Needless to say, the biggest upside to such plans is having your contributions automatically deducted from the paycheck – thereby saving you the hassle of making an extra effort to save and/or invest. The downside, however, is that there is a limit to how much you can contribute. For instance, the limit for people under the age 50 (as of 2015) was $18,000, whereas the same limit was increased by $6,000 for people over 50 (and only in terms of catch-up contributions).
While some employers do offer a Roth 401k option, which tax the funds you contribute upfront, most 401ks are conventional and require you to pay taxes when you make withdrawals.
Funded with taxed money, Roth IRA refers to an individual retirement account which will give you the opportunity to grow and make withdrawals – without paying taxes. According to Swanson, one of the best retirement plans (that he himself usually recommends) is to sign up for a 401k and then do a Roth IRA – in the event that they can afford it. Doing so will allow them to get a plan that is well-balanced and permits them to pre-tax contributions to the employer plan as well as after-tax contributions to the Roth plan – both at the same time.
Roth IRAs also come recommended for the younger savers, regardless of whether their plans are sponsored by their employer. Labadie says that it is very advantageous for the young saver (who literally is several decades away from retirement) to pay taxes today at a known rate today, see it grow tax-deferred, and finally pay out as tax-free – when the tax rate is unknown.
All said and done, Roth IRA too is not a viable option for all.
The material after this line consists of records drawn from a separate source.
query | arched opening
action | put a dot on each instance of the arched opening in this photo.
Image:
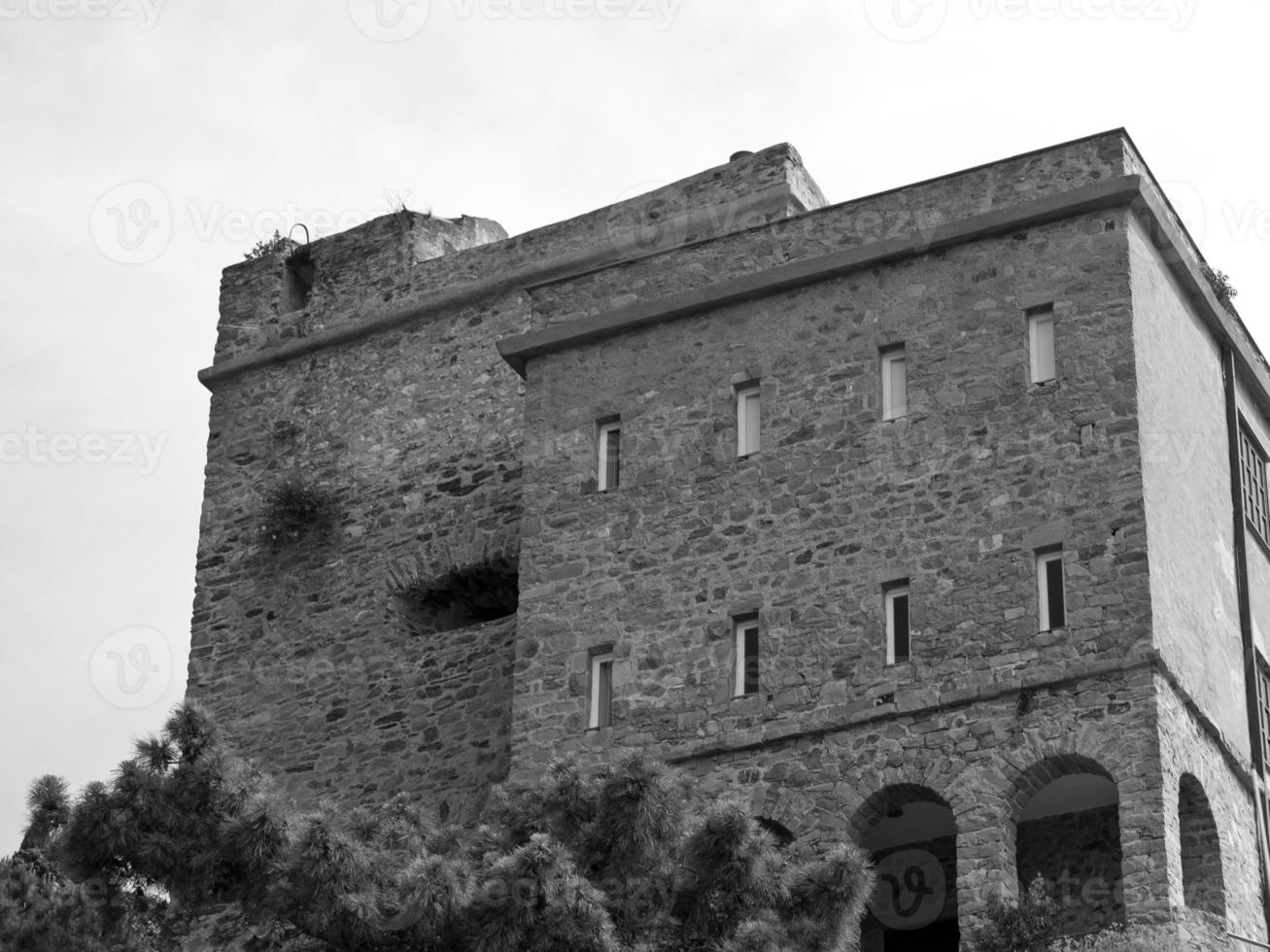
(910, 833)
(1068, 833)
(1203, 885)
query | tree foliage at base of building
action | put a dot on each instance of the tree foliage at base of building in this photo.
(627, 857)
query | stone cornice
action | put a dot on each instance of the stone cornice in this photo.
(621, 248)
(1125, 190)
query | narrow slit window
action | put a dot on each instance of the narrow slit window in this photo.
(1050, 596)
(747, 419)
(602, 690)
(1041, 343)
(745, 636)
(894, 384)
(610, 455)
(896, 598)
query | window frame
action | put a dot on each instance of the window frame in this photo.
(743, 686)
(1253, 483)
(889, 357)
(1038, 317)
(599, 716)
(606, 426)
(1262, 686)
(1045, 559)
(743, 393)
(892, 592)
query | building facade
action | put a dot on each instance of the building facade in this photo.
(935, 520)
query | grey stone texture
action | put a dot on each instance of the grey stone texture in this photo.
(386, 391)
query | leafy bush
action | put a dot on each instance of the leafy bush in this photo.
(624, 858)
(294, 512)
(1220, 285)
(267, 248)
(1117, 938)
(1028, 926)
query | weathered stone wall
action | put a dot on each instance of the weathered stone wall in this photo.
(434, 455)
(1187, 748)
(414, 435)
(955, 497)
(987, 760)
(912, 210)
(302, 650)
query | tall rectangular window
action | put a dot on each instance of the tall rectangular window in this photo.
(745, 640)
(894, 384)
(602, 688)
(747, 419)
(1253, 477)
(896, 600)
(1050, 599)
(1041, 342)
(608, 467)
(1264, 708)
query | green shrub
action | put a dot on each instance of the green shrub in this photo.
(294, 512)
(1117, 938)
(1028, 926)
(1220, 285)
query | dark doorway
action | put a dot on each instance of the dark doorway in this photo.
(938, 936)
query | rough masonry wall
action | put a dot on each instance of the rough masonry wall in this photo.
(1187, 749)
(987, 761)
(955, 497)
(984, 468)
(305, 651)
(416, 437)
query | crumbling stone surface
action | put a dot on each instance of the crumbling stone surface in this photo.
(437, 455)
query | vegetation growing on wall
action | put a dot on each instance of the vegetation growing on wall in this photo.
(296, 510)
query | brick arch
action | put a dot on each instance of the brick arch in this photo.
(896, 795)
(1077, 851)
(1030, 782)
(1203, 881)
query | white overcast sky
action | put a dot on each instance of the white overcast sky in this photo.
(145, 145)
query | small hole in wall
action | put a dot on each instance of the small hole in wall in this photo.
(460, 596)
(298, 276)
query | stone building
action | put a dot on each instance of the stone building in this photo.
(935, 520)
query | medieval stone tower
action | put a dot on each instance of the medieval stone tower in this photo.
(936, 520)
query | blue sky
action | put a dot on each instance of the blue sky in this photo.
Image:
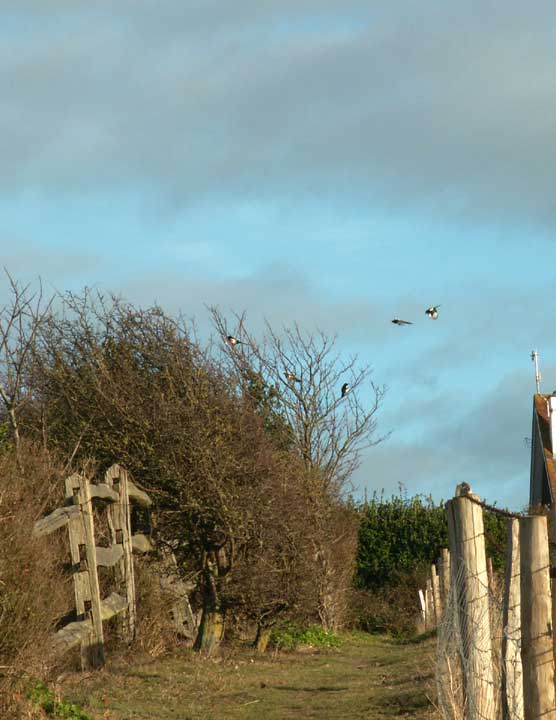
(324, 162)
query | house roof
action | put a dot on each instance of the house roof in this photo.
(541, 431)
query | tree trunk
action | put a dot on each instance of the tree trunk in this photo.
(210, 631)
(262, 639)
(211, 628)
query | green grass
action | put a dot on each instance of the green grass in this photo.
(369, 677)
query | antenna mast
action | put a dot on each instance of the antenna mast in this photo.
(535, 359)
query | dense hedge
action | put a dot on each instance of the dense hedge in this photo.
(400, 534)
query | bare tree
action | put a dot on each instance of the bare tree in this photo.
(325, 408)
(328, 404)
(20, 322)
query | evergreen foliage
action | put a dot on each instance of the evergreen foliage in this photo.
(400, 534)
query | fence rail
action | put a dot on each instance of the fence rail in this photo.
(116, 493)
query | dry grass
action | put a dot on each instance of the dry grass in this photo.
(369, 677)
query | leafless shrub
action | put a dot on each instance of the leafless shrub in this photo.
(35, 588)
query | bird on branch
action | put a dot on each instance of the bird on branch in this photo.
(231, 340)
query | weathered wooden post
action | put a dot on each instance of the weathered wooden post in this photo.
(491, 576)
(468, 559)
(444, 575)
(536, 620)
(84, 562)
(119, 523)
(512, 680)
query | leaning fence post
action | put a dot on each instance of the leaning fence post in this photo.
(84, 563)
(119, 522)
(444, 575)
(536, 620)
(469, 573)
(512, 680)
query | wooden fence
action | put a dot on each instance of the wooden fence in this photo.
(115, 493)
(506, 667)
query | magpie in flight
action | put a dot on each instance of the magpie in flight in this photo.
(234, 341)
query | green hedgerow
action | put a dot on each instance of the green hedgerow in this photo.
(42, 696)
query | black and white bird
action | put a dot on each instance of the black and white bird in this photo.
(233, 341)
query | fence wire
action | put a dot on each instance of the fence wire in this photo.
(479, 674)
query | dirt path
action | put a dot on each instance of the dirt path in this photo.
(369, 677)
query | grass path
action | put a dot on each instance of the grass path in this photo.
(368, 677)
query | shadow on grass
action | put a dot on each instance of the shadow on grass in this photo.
(323, 688)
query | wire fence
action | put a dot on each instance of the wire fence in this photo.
(495, 642)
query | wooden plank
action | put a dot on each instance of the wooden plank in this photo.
(119, 523)
(108, 557)
(536, 620)
(81, 583)
(104, 492)
(96, 650)
(183, 619)
(56, 519)
(445, 575)
(512, 671)
(469, 573)
(77, 632)
(137, 494)
(141, 543)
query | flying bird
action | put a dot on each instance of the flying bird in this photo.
(233, 341)
(432, 312)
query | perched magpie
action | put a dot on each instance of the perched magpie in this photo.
(432, 312)
(234, 341)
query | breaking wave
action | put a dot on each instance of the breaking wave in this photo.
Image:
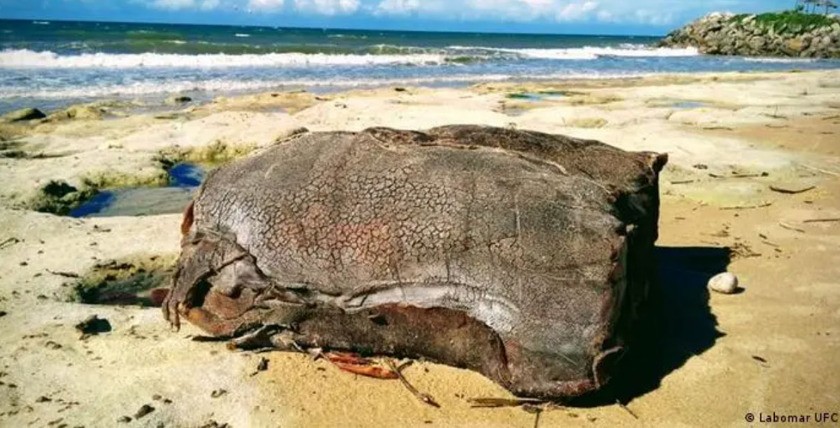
(31, 59)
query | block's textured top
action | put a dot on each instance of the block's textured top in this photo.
(522, 255)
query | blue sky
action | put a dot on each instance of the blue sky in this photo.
(642, 17)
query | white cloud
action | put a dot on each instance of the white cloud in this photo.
(173, 4)
(327, 7)
(577, 11)
(209, 4)
(397, 7)
(265, 5)
(185, 4)
(655, 12)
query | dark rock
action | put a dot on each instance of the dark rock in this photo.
(144, 410)
(179, 100)
(24, 114)
(93, 325)
(780, 34)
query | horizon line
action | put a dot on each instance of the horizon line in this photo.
(324, 28)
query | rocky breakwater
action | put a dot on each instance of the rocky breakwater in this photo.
(791, 34)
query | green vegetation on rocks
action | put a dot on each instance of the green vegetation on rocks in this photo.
(210, 155)
(790, 33)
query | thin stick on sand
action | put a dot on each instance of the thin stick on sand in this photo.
(821, 220)
(824, 171)
(422, 396)
(789, 227)
(747, 207)
(791, 191)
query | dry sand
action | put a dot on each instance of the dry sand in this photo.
(772, 348)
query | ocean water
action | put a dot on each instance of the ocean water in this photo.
(52, 64)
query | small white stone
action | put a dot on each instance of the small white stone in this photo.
(726, 283)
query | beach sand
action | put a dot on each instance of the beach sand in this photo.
(771, 348)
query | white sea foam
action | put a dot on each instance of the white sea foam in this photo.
(31, 59)
(150, 88)
(589, 52)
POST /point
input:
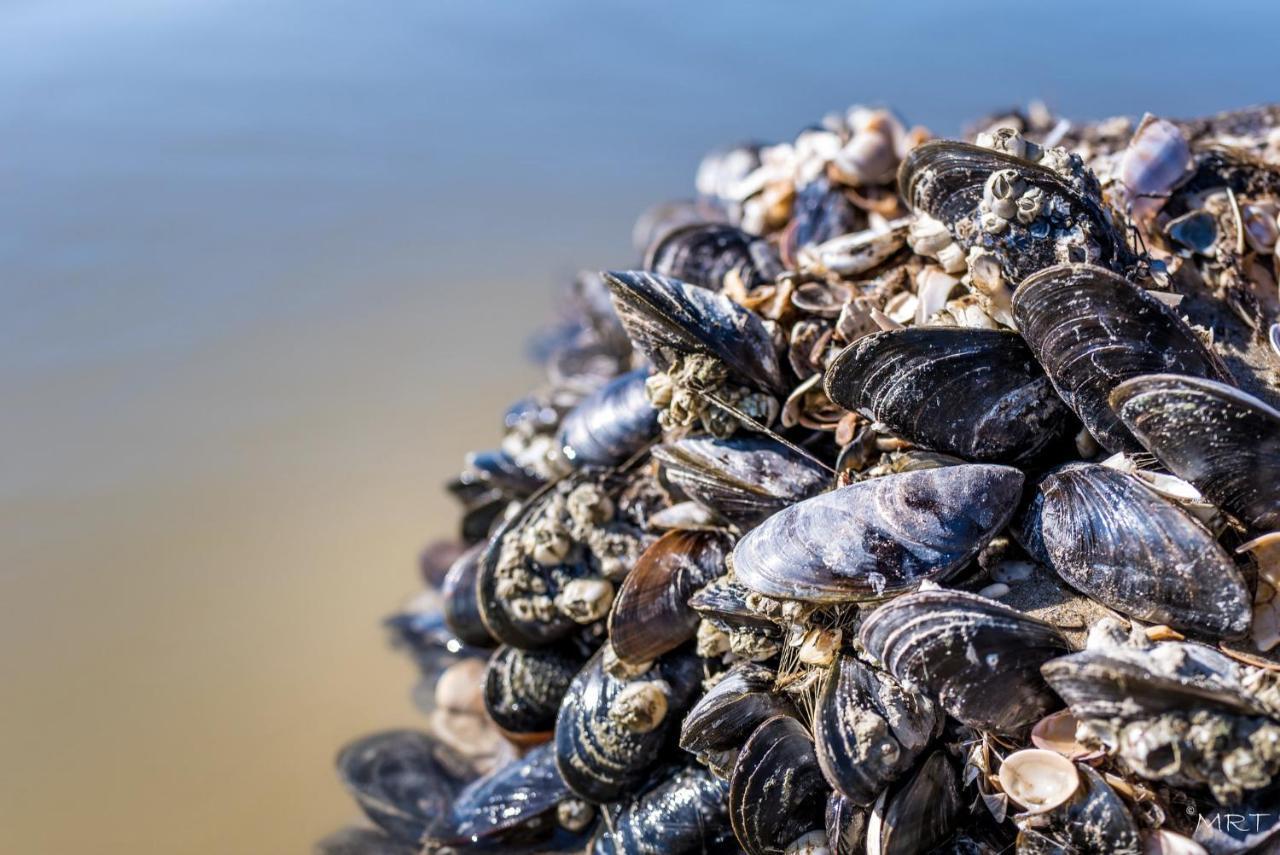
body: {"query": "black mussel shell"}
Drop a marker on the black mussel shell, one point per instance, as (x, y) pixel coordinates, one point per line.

Whether or not you’re eligible and how much you can contribute depends upon your modified adjusted gross income and tax filing status.
GUARANTEED INCOME ANNUITIES
Annuity refers to an insurance product which permits you to invest in the present day, and receive a guaranteed income stream in return from the time of your retirement. You get the option of receiving your payments per month, quarter, or year, or even as a lump sum.
Annuities are of several different kinds. There is the single-premium immediate annuity (SPIA), which allows you to invest and then trigger the income immediately (though it is currently not a popular option due to the low rates of interest). Also available is the deferred-income annuity (DIA) that has a cash-refund option. This is a much more popular option due to that fact that it allows you to control the time when you can trigger the income stream and gives you the options to not annuitize at all – if you don’t need and/or want it.
If you’re close to retirement with no substantial savings in place, you should consider real estate as a viable retirement-planning option. According to Landon, while anyone can choose to opt for real estate as a retirement plan, it serves best for the 50-60 age bracket since they are the ones who need to prioritize their income-producing options.
Landon says that it is best to opt for the investment that will give them the most of their money. Real estate, for more reasons can one can – and does give this opportunity by creating a decent – yet constant income stream.
When it comes to making real estate your retirement plan, it is always recommended to purchase the property with a lump sum in order to avoid the complications and hassles of debt during retirement. You should also set apart some money for taxes and repairs.
The only downside of real estate is the fact that property management is an active process that requires constant working and involves ongoing and real risks. And that may turn out to be bothersome for some people. That said, once you weigh the pros and cons of real estate together you will realize that it might just prove to be a better option than most.